Some days are just the worst. The days that my arousal gets the better of me and makes me so fucking needy. Those are the days I suffer. But it’s suffering I greatly enjoy.
Let me put it this way. My brain rarely ever shuts down. I’m constantly overthinking, second-guessing and self-doubting. I’m very critical of everything I do and say. And any day like that is suffering. True suffering.
So I’m glad to have denial. I’m blessed it can turn my brain off for just a second and that I can be turned into this pathetic, dripping, desperate fucktoy with just a few words. The right words that allow me to stop thinking and just focus on feeling for once. Because that’s something I’ve been told over and over again. I think too much. I feel too little.

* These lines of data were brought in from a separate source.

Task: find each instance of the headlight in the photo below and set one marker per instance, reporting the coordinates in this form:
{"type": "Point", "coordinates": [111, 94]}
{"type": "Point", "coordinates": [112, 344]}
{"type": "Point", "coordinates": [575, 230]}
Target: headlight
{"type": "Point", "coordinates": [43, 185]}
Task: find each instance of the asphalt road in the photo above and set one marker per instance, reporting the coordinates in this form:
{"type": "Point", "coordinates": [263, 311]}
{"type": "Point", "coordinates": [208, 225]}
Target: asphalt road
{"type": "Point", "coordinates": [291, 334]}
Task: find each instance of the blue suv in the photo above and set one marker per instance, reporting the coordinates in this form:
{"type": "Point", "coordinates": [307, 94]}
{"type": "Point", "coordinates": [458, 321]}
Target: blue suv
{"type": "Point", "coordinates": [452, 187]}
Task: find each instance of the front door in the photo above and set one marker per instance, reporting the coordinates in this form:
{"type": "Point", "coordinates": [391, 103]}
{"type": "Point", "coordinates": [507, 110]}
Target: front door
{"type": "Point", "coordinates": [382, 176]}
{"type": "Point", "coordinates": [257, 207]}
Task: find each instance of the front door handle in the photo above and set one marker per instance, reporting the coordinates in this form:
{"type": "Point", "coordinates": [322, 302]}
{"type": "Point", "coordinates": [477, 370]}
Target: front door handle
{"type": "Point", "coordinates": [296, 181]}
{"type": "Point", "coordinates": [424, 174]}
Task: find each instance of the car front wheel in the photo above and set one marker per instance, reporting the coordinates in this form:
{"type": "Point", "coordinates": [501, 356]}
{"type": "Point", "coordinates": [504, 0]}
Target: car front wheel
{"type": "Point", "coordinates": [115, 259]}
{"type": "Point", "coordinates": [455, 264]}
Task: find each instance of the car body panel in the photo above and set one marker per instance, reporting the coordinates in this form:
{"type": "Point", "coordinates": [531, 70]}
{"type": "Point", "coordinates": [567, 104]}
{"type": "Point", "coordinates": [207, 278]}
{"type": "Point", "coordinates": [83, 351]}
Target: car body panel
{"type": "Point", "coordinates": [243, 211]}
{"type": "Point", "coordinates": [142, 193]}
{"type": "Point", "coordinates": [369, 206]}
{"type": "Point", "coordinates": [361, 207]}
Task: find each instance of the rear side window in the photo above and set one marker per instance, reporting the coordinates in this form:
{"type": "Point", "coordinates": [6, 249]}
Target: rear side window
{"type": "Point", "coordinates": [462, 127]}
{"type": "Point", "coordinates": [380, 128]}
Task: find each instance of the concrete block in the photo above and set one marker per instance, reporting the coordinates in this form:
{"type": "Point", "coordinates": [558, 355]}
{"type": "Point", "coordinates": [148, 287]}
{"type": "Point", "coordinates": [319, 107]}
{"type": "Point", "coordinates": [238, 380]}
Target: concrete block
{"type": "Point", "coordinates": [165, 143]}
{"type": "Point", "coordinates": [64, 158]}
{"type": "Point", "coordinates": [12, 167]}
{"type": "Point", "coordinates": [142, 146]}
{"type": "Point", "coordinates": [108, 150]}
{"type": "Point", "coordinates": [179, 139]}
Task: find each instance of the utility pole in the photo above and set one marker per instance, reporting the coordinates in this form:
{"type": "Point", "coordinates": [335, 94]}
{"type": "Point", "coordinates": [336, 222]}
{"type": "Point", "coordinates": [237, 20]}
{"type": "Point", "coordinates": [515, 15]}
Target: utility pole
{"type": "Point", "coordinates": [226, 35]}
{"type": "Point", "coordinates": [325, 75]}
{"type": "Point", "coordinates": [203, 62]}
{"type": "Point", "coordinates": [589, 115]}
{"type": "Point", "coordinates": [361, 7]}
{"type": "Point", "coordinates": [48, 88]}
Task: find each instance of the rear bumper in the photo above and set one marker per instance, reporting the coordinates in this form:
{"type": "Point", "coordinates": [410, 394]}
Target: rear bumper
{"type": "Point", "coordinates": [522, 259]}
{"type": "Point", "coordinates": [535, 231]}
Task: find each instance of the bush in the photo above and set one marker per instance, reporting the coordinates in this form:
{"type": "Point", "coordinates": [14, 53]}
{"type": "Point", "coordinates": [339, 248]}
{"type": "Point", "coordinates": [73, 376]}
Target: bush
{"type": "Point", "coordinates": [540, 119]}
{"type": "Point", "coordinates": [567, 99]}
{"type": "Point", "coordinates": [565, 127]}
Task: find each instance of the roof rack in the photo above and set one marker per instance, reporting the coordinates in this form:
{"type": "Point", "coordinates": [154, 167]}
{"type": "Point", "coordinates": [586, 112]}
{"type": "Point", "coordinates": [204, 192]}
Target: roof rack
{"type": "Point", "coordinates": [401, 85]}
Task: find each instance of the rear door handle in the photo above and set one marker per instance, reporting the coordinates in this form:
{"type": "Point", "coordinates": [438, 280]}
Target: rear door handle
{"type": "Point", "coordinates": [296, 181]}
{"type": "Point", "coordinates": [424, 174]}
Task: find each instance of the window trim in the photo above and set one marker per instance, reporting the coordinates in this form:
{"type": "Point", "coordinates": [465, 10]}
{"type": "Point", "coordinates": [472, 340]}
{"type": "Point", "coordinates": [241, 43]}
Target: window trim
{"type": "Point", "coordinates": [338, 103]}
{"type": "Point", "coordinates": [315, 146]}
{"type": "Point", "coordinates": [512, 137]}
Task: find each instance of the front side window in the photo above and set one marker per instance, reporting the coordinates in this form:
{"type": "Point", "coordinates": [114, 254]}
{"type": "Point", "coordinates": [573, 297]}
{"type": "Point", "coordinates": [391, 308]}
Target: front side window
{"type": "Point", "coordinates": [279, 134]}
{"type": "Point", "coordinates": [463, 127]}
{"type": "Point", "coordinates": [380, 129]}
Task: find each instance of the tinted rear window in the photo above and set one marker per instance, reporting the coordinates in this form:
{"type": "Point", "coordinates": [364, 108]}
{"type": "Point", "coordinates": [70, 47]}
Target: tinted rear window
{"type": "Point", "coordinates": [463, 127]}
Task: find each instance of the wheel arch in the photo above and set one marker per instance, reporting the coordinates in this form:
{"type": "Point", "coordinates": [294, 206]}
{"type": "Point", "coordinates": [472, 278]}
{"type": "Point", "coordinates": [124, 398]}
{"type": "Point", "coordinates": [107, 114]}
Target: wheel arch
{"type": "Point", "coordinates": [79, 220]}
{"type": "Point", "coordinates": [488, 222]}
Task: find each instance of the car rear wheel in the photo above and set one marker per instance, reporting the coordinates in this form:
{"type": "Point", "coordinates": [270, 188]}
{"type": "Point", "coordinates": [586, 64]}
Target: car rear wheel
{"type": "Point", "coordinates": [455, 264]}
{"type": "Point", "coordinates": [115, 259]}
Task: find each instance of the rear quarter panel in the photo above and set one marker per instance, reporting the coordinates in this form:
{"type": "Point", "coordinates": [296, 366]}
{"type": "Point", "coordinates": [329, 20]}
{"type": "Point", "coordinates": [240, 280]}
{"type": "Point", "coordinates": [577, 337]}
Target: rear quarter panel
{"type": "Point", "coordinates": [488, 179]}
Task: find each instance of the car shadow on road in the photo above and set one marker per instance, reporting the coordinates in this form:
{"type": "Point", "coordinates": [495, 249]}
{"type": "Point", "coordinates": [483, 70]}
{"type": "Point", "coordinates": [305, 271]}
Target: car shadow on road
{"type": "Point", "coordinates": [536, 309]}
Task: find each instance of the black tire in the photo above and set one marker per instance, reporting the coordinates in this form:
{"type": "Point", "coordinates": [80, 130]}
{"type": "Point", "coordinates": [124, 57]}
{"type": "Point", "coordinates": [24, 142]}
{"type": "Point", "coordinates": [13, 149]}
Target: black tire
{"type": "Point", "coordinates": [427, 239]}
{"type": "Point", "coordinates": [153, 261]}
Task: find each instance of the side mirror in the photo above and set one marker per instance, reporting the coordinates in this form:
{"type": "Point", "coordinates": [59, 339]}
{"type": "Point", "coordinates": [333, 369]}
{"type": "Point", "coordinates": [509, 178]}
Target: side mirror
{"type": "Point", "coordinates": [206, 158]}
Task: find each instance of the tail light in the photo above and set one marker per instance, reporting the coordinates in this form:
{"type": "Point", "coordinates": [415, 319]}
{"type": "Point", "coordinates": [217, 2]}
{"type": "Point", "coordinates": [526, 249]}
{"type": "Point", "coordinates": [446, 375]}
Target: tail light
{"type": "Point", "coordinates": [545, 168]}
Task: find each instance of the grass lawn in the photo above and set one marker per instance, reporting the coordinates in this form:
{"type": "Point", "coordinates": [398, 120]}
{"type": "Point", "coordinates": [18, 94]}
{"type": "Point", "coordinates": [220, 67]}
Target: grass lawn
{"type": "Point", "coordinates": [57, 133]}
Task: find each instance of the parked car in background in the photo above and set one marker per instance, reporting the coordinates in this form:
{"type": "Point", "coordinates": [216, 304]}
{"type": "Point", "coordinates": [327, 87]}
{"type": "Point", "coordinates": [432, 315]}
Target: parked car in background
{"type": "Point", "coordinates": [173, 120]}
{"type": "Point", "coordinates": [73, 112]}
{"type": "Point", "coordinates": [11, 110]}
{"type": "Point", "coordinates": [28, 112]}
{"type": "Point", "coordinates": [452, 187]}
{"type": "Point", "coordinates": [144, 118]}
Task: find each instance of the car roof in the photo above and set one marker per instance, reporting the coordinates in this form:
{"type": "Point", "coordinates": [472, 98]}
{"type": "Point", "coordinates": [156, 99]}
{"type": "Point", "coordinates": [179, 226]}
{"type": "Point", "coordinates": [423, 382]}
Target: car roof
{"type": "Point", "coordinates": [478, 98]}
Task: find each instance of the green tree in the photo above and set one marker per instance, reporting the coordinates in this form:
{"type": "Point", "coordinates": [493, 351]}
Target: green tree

But denial is all feeling for me. Feeling desperate. Feeling needy. Feeling safe. It fills my head with all these feelings of arousal and excitement that there’s no place for anything else.
And God, am I happy on a day like this to be a denialslut.
I haven’t realized until now that since im doing denial, instead of overthinking everything my thoughts are revolving much more about having something between my legs. 🙈
Exactly this 🙂 Or on how I can get something between my legs.
Beautifully expressed as usual by Lizzy.
That ability to ‘switch your brain off’ is such an important part of denial for so many.